Après ce grave incident, l’Assemblée fut accablée par les membres du Club des Jacobins de demandes de déchéance du Roi auxquelles elle avait de plus en plus de mal à résister.
Le pouvoir était à prendre.
Il fut pris.
Lorsque la cloche des Cordeliers se mit à carillonner, à minuit moins le quart le 9 août 1792, pour donner le signal aux sections de la Commune insurrectionnelle pilotée par Danton de l’occupation de l’Hôtel de Ville, nul ne savait encore qu’elle sonnait le glas d’un millénaire de royauté. Nul ne se doutait non plus que les nouveaux dirigeants, qui allaient s’emparer facilement par la force des commandes de l’État le 10 aout 1792, allaient déchainer pendant les deux années suivantes la tempête politique la plus violente qu’ait jamais connu la France dans toute son histoire, sous le nom tout à fait approprié de Terreur.
Comment s’étaient organisés ces hommes ? Députés, avocats, comploteurs aguerris, ils avaient formé hors de l’Assemblée un comité destiné à préparer une insurrection. Cette dernière commença par la prise de l’Hôtel de Ville de Paris.
Le bâtiment occupé, ils y convoquent le chef de la garde nationale, le marquis de Mandat, qu’ils abattent immédiatement afin de désorganiser la garde. Puis ils marchent sur les Tuileries, protégées par les gardes suisses et les gardes nationaux. Ces derniers, désorientés par la mort de leur chef, font en partie défection. Le roi, avec sa famille, cherche alors refuge à l'Assemblée.
Au matin du 10 août, le jardin des Tuileries est investi, les Suisses barricadés dans le palais déclenchent une fusillade qui met hors de combat une centaine d'assaillants, mais ils restent encerclés par les émeutiers du faubourg Saint-Antoine. C’est alors que le Roi, sur l’insistance des députés, signe un billet donnant l'ordre aux Suisses d'arrêter le combat et de se rendre. Mal leur en prit d’obeir, puisqu’ils furent presque tous, huit cent personnes au total, massacrés par les émeutiers qui en profitèrent pour piller les Tuileries.
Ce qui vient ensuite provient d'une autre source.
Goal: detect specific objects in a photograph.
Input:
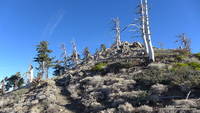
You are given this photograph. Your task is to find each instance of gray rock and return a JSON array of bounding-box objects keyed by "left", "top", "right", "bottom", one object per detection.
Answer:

Le Roi et sa famille se retrouvent alors sans protection, autre que celle des députés qui les entourent. Ils sont à la merci des émeutiers qui, après les Tuileries, envahissent les bâtiments de l’Assemblée et contraignent les députés qui n’avaient pas encore fui à prononcer la suspension du Roi et à mettre fin immédiatement au mandat de l’Assemblée qui courait jusqu’au 30 septembre 1793. Les comploteurs ont en effet décidé que l’Assemblée serait remplacée par une Convention dont le but affiché serait d’élaborer une nouvelle constitution.
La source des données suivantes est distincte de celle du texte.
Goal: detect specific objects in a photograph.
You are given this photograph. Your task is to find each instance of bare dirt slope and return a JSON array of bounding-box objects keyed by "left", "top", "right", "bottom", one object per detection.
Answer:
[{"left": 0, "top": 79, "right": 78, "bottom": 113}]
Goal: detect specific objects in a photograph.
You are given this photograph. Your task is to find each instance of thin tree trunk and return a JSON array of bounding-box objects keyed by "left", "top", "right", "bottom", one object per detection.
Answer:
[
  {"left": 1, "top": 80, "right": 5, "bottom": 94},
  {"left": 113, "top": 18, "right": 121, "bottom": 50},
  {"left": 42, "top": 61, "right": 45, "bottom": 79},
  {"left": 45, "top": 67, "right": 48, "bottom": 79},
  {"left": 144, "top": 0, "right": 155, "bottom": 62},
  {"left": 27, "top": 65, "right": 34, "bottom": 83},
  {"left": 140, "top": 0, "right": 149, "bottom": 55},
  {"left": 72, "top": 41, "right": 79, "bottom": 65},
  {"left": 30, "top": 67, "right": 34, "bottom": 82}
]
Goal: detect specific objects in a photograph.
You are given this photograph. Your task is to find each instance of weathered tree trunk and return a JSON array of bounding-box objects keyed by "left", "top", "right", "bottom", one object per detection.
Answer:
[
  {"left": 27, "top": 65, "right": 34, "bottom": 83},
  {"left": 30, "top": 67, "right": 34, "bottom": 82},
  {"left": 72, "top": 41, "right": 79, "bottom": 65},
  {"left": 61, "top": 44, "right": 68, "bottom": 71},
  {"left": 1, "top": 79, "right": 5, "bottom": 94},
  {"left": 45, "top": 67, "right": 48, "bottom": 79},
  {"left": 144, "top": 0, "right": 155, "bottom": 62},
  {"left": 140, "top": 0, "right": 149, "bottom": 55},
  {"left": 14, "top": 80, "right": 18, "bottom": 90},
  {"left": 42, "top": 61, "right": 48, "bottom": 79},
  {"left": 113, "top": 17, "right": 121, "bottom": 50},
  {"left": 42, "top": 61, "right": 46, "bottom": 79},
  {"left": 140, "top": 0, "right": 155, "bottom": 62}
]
Quant à Louis XVI et sa famille, ils furent faits prisonniers par la commune insurrectionnelle de Paris.
Le royaume de France, sa constitution et la légalité avaient vécu.
Le point de vue grec en 2022?
Ce blog est issu d’une interview donnée le 19 février dernier au journal Libération par Roberto Lavagna, ancien ministre de l’économie du gouvernement argentin. Il poursuit notre réflexion sur la crise grecque.
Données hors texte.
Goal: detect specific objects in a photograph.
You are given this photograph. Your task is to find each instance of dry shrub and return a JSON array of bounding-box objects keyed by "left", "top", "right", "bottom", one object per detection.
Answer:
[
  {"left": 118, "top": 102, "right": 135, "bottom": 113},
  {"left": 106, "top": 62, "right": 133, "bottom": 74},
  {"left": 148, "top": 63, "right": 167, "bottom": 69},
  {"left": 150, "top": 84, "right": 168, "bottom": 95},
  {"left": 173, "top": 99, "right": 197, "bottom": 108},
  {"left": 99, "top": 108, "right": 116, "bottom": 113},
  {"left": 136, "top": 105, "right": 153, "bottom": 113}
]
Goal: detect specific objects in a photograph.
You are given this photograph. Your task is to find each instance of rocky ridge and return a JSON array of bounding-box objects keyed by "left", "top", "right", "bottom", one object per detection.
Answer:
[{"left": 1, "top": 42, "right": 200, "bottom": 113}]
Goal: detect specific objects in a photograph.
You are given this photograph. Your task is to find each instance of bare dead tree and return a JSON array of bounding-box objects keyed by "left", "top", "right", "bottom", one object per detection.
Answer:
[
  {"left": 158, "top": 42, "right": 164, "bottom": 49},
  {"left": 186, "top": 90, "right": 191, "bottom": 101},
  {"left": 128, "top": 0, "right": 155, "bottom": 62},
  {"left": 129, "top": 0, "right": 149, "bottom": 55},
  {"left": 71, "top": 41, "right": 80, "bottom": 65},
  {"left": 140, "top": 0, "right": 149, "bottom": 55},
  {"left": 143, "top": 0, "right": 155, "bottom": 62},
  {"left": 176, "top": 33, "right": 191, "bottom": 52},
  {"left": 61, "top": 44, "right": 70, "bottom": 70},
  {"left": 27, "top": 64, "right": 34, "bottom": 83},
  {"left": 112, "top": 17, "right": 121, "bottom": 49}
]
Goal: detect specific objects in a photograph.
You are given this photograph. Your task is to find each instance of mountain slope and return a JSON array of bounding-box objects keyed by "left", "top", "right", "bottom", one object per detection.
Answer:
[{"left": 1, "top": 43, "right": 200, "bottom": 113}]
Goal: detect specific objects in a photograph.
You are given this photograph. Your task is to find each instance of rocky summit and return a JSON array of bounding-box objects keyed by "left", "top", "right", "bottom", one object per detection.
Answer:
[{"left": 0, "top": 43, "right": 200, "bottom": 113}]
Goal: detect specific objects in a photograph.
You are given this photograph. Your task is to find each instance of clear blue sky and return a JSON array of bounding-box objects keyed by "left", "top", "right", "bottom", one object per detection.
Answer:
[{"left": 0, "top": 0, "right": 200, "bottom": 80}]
On peut comparer à plusieurs égards la crise argentine de 2001-2002 et la crise grecque. L'Argentine avait établi une parité fixe entre le peso et le dollar, perdant ainsi le contrôle sur sa monnaie comme c’est le cas de la Grèce avec l'euro. Il en résultait que l’Argentine était liée par un taux de change fixe avec les Etats-Unis alors que sa compétitivité sur le marché mondial était beaucoup faible, comme la Gréce par rapport à l’Allemagne. En 2002, l'Argentine était en recession depuis quatre ans, comme la Grece exactement dix ans plus tard, avec un gigantesque déficit fiscal, un lourd déficit des comptes courants, une chute vertigineuse du PIB, un endettement énorme et l'explosion du chômage. Donnée agravante par rapport à la Grèce d’aujourd’hui, sa situation sociale était bien pire et, malchance ou chance, l'Argentine était un pays isolé alors que la Grèce fait partie de l'Union Européenne.
Depuis le début de la crise, en 1998, l’Argentine avait bénificié de deux programmes du FMI pour un total de 51 milliards de dollars. Les deux avaient échoués et une demande supplémentaire de rallonge de crédit de 17 milliards de dollars était en cours. C’est alors, en avril 2002, que l’Argentine a décidé de renoncer à ces crédits en s’engageant à payer les intérêts de la dette déjà due et une partie du capital, tout en demandant un roll over partiel de ses écheances. Elle a alors mis fin au soutien qu’elle accordait aux banques, soutien qui était l’une des conditions éxigées par le FMI pour accorder un nouveau prêt.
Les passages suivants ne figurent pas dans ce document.